US - ProLogis, the international logistics developer, has stepped in to help ProLogis European Properties (PEPR) by buying a 20% interest in the ProLogis European Properties Fund II (PEPF II).
PEPR has decided to sell two-thirds of its current and future commitment in the fund to its parent ProLogis for €43m in a bid to boost liquidity and reduce debt, saving €348m in future equity commitments, according to Gordon Keiser, chief executive office (CEO) of PEPR.
"Taking into account the ongoing challenges in the real estate and financial markets, we have adopted strategic initiatives, approved by the PEPR Board, to improve our liquidity and address our debt maturities. The disposal of the stake in PEPF II significantly reduces our future debt needs, a key concern expressed by our unit holders and the Board," said Keiser.
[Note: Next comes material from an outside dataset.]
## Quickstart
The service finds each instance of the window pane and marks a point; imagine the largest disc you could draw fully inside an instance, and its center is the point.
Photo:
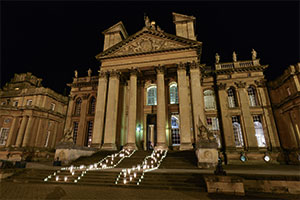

The deal is expected to close today and once the transactions are completed, ProLogis, external manager of the fund, will own 37% of the Fund and take €348m of PEPF II's future equity commitments.
These will be deducted from gross contribution proceeds received by ProLogis over the next two years, said Walter Rakowich, chief executive officer (CEO) of ProLogis.
"ProLogis' expanded ownership interest in PEPF II's high-quality properties at an attractive price will yield greater current income to ProLogis. At the same time, PEPR will be relieved of the majority of its funding requirements to PEPF II, which enhances PEPR's liquidity and financial flexibility."
Rakowich said the transaction was the "best solution to PEPR's near-term liquidity issues" and would offer ProLogis shareholders the chance of receiving better shareholder returns.
On 13 November, ProLogis announced plans to de-leverage its own balance sheet by at least $2bn (€1.43bn) through refinancing and/or negotiating debt maturities on its balance sheets and property funds, targeting regional portfolio sales, lowering the dividend, reducing its development through fund contributions and halting new development starts.
PEPR has decided to suspend dividend payments for a year in order to preserve between €130m and €150m of cash in 2009 and is seeking to refinance the €335.9m commercial mortgage-backed securities (CMBS) due in July 2009, with secured debt.
The company expects to have enough capital from the sale, the elimination of its dividend and of two-thirds of the funding requirements of the PEPF II to repay its debt maturing in 2009.
The PEPF II's portfolio consists of fully leased, recently developed European industrial facilities.
At the PEPR's Board meeting on Friday, the Board appointed Geoffrey Bell as chairman of the PEPR Board. Bell is an economist, banker and also the president of Geoffrey Bell and Company, a consultant firm that advices central banks and governments on their international reserve asset and liability management.
ProLogis has $40.8bn of assets owned, managed or under development at the end of September and its clients include manufacturers, retailers, transport companies and third party logistics providers.